Kurtzer Bericht von uns Armen ...

Kurtzer Bericht / Von uns Armen in dem neu-aufgerichteten S. Joannis Nepomyceni-Spital. - Wien: gedruckt bey Johann Peter v. Ghelen, [s.a. 1726].

Österreichische Nationalbibliothek, Sign.: 310.505-B.Alt-Mag

Detailinformation

Jener rastlose Vater der Dürftigen und Waisen, Cardinal Kollonits […] hatte einen Theil seiner Armen in der Münzwardein zu Gumpendorf untergebracht und so lange unverdrossen gesammelt und großmüthig aus Eigenem dazu gegeben, daß er dem Prinzen [Maximilian von Hannover] 1724 Garten und Gebäude um 42.000 fl. abkaufen und zu einem Versorgungshaus einrichten konnte ...”* Im Beisein zahlreicher Spender – Wohlthäter” – konnte das bereits vorher in Betrieb genommene St. Johann Nepomuk-Spital (Nepomucenispital) im März 1727 offiziell eröffnet werden. Wie das Leben in diesem Heim für alte und gebrechliche mittellose Personen im Detail geregelt werden sollte, lässt sich dem Kurtzen Bericht von 1726 entnehmen. Dieser lässt die Bewohner (wir Armen”) direkt zu den Lesern sprechen; ein guter Kunstgriff, waren Einrichtungen wie diese doch stets auf Zuwendungen von privaten Gönnern angewiesen.  

Die sichere Versorgung mit dem Nötigsten enthob die Leute im Nepomucenispital der unmittelbarsten Existenzsorgen: Ein Schlafplatz im eigenen Bett (!), von den Bettnachbarn durch Vorhänge getrennt, blaue Anstaltskleidung und sechs Kreuzer in bar pro Tag für die Verköstigung. Damit konnte man Lebensmittel einkaufen (lassen) und sich das Essen in der Gemeinschaftsküche selbst zubereiten, aber auch beim “Ausspeiser” eine fertige Mahlzeit kaufen – wormit [sic] unserem sehr schwachen Appetit weit besser / als durch die sonsten gewöhnliche  Spitals=Kost geholffen ist”. Auch war im Krankheitsfall für Pflege im Krankenzimmer gesorgt, es gab eine Hausapotheke, und in der Nähe wohnte der Hausarzt, der die Krancke recht=liebreich besuchet”.
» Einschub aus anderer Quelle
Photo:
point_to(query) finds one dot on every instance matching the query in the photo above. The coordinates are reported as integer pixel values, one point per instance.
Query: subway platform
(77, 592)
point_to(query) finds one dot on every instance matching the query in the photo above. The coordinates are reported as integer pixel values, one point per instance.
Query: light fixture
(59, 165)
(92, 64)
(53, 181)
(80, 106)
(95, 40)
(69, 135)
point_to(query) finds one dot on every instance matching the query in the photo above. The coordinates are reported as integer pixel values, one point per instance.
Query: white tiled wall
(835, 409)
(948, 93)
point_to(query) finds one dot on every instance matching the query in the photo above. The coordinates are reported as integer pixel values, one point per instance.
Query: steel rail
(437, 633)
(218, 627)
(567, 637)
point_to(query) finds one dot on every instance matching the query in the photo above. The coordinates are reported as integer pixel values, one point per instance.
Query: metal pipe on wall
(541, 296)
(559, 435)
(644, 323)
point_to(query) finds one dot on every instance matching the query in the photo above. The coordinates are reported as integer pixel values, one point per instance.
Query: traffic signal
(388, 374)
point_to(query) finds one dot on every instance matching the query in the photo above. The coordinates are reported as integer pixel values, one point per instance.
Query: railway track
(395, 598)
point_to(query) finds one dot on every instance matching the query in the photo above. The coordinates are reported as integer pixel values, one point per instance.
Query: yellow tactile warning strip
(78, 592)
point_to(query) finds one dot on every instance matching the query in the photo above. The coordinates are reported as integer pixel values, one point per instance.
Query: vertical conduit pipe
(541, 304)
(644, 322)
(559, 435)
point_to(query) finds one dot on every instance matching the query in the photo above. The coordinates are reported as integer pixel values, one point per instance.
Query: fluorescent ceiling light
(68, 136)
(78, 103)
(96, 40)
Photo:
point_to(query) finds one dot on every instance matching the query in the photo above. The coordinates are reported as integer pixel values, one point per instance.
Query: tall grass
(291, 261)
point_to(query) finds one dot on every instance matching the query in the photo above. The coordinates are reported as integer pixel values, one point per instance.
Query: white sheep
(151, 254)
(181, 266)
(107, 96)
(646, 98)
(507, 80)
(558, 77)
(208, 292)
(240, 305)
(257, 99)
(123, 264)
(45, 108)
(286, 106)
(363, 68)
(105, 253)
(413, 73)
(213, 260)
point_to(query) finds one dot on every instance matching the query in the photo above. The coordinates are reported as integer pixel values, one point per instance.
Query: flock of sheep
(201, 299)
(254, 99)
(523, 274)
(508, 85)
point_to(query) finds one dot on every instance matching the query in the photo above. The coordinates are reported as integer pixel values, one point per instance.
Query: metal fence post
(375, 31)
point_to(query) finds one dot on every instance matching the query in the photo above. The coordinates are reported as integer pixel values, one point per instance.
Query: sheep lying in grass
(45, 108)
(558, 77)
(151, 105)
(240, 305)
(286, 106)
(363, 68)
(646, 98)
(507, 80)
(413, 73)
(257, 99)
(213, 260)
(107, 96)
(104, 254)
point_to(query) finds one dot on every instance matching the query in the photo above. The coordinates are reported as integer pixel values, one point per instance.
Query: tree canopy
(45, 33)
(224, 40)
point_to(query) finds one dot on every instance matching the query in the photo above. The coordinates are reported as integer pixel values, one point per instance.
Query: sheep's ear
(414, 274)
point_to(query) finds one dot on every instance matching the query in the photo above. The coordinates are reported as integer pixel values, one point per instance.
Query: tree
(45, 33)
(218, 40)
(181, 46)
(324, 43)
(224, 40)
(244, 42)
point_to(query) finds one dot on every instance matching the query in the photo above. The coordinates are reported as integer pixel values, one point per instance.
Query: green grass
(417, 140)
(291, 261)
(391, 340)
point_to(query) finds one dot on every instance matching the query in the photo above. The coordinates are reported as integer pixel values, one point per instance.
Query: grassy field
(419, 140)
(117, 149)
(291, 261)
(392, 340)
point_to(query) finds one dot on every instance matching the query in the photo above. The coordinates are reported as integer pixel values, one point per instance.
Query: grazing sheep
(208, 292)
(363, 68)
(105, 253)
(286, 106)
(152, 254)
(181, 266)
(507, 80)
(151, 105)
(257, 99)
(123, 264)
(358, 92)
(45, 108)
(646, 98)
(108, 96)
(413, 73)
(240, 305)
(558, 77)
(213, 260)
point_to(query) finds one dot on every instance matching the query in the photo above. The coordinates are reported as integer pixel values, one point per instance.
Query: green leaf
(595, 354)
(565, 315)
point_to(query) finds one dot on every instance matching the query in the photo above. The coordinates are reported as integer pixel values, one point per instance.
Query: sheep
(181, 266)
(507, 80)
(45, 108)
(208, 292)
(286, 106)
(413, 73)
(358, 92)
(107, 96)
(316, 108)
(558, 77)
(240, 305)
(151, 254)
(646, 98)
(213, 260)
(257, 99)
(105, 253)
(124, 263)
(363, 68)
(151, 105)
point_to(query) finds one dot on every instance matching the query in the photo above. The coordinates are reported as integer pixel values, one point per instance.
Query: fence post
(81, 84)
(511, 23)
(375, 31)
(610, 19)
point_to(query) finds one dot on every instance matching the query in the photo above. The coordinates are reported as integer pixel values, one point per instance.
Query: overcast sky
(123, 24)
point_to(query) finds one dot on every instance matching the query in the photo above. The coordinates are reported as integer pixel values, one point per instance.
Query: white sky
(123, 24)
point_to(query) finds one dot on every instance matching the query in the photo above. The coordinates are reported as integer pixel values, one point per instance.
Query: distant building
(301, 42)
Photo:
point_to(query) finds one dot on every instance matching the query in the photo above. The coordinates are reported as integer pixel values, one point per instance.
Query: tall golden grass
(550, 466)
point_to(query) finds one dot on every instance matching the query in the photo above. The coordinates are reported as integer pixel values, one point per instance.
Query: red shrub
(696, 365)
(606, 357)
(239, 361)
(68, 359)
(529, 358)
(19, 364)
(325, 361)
Diesen Leistungen für die Bewohner standen allerdings Maßnahmen zur Aufrechterhaltung der Disziplin gegenüber, insbesondere die rigorose Kürzung des Taggelds für alle, die einen Streit anfangen oder sich drauf einlassen wollten. Der Tagesablauf war zudem, zumindest in der Darstellung des Kurtzen Berichts, stark von der Gebetts= und Andachts=Ordnung” bestimmt und auch sonst sehr in Hinblick auf religiöse Übungen ausgerichtet, damit – so die Stimmen der Bewohner – wir bey unseren allenthalben geschwächten Leibes=Kräften wenigist mit unserem andächtigen Gebett das liebe Almosen abdienen können”.

Das Nepomucenispital als Armenanstalt bestand bis 1784. Unter Joseph II. wurde das Gebäude zum k.k. Militär-Invalidenhaus umgewidmet, die bisherigen Insassen des Spitals wurden in anderen Versorgungshäusern untergebracht.

* Joseph Freiherr von Hormayr zu Hortenburg, Wien, seine Geschicke und Denkwuerdigkeiten, 1823.